De frente com personalidades como Karol Conká, Drauzio Varella, Vanderlei Luxemburgo e Fernando Holiday, o artista afirma: “quero ouvir o cara que ninguém quer ouvir, por mais que discorde dele”.
Texto Pétala
Foto Pedro Dimitrow
Em terra de mitos, é preciso ter cuidado ao eleger os nossos heróis, e na cena musical nacional, Mano Brown é indiscutivelmente um dos maiores ídolos. Mas engana-se quem pensa que os anos de estrada com o Racionais MC’s trouxeram todas as respostas para o artista. Nesta quinta-feira, 26.8, o rapper estreia como apresentador no podcast Mano a Mano, uma produção original do Spotify. Curioso pelo desconhecido e interessado em criar diálogos, Brown vai compartilhar as suas dúvidas e pensamentos ao lado de personalidades da música, política e até futebol.
“No começo da pandemia, o mundo ficou perplexo. Eu pensei, ‘não posso chapar’, quando vi as pessoas passando por dificuldades. Falei, vou estudar. Só tem uma maneira de eu não chapar na falta de perspectiva da sociedade”, explicou na coletiva de imprensa do novo projeto. Em busca de novas ideias, se debruçou em temas de interesse: “Fui estudar, fui ler, fui estudar coisas sobre teologia, arqueologia, filosofia, ciência e coisas relacionadas a África, a diáspora africana – descobri coisas maravilhosas.”
Como muitas pessoas, o músico se aprofundou no estudo para não enlouquecer nos intermináveis dias dentro de casa. O que Brown não esperava era que, ao compartilhar suas descobertas em conversas com os amigos, uma empreitada inédita em sua carreira poderia surgir. “Os caras falaram para fazer um podcast, contar histórias. Falei com o meu filho, Kaire Jorge sobre o que ele achava, e a Boogie Naipe apostou”, lembra.
No momento em que os shows permanecem incertos, Mano Brown ganha um novo palco: “Sou um contador de histórias nato, quando eu começo a falar, sigo no no protagonismo, dou exemplo, puxo ideia do passado, comparo com o presente, jogo pro futuro. E isso é do compositor, acho que todo compositor, letrista, rapper, tem essa coisa de estar contando a sua história, sua visão sobre o mundo”.
Apesar de ter se tornado um símbolo ao longo da carreira, muitas curiosidades rondam a sua imagem. Em Mano a Mano, os convidados podem até ser as pessoas que estão no olho do furacão, mas no entanto, o público também vai ter a oportunidade de conhecer um lado desconhecido do músico. “Sou um brasileiro médio, filho de uma mulher negra com um cara branco desconhecido, sou a cara da massa, a cara da maioria, produto tipicamente brasileiro, filho da escravidão.
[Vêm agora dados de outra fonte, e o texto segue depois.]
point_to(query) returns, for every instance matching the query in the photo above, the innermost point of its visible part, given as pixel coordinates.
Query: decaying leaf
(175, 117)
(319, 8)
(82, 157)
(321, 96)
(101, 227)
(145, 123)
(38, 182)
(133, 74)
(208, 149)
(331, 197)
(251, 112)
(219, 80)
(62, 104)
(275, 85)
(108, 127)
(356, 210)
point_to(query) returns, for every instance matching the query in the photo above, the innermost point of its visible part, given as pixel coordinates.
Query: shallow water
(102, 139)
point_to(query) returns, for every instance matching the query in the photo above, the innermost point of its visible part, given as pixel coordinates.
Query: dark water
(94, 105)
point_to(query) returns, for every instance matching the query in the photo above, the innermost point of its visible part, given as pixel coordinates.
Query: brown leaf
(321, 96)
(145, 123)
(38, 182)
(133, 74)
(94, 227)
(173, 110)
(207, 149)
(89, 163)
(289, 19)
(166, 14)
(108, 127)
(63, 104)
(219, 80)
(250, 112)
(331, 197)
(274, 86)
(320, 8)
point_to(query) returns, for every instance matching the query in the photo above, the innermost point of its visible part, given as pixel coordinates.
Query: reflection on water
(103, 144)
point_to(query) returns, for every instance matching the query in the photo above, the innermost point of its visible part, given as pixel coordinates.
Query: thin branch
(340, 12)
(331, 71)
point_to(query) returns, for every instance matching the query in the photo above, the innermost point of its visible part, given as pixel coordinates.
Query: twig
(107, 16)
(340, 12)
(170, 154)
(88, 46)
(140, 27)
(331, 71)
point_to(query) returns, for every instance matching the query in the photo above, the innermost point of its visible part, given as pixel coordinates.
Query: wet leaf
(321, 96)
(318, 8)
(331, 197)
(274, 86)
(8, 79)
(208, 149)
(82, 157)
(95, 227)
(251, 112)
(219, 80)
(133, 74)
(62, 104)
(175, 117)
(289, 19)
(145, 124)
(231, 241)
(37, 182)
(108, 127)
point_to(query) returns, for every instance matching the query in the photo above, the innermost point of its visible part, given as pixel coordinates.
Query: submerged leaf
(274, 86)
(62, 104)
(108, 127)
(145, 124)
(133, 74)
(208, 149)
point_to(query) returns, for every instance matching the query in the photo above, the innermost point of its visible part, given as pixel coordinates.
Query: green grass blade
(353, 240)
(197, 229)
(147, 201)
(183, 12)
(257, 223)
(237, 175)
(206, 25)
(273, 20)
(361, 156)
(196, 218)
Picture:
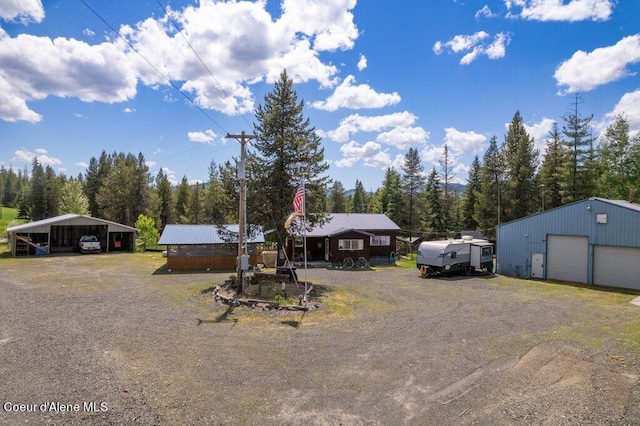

É isso que eu sou”, explica.
Quem vai acompanhar o apresentador nessa jornada: nomes como Karol Conká, Drauzio Varella, Vanderlei Luxemburgo e Fernando Holiday. O artista, inclusive, poderia receber em seu programa apenas amigos e colegas de música, se mantendo em sua zona de conforto, mas em suas palavras, antes de tudo “o programa tem que ser útil”. E para isso, ouvir, refletir e aprender com aqueles diferentes de nós. Um exemplo foi a conversa entre Brown e o vereador Fernando Holiday, conhecido por suas opiniões conservadoras. No entanto, ver uma inteligência negra em evidência sendo alvo de críticas o instigou. “Era um cara que ninguém queria ouvir. Eu falei, ‘Isso me interessa’. Eu quero ouvir um cara que ninguém quer ouvir, por mais que eu discorde dele”. Segundo o músico, são exercícios como esses que farão diferença nos ouvidos do grande público, inclusive para lidar com eleitores de Jair Bolsonaro, que apesar de se decepcionar com o político, continuam com as mesmas perigosas opiniões, sendo “uma massa que não pode ser menosprezada”.
A proposta de Mano a Mano, de dialogar e expandir ideias, tem tudo a ver com a presença de Brown. Um ícone que abriu o caminho para tantos, e que hoje usa o seu nome para continuar construindo pontes. Com o novo projeto, o rapper reforça o seu compromisso com a próxima geração e reafirma a sua missão com um público muito importante: “os jovens, a inteligência negra emergente, que é o louro, o diamante do Brasil”.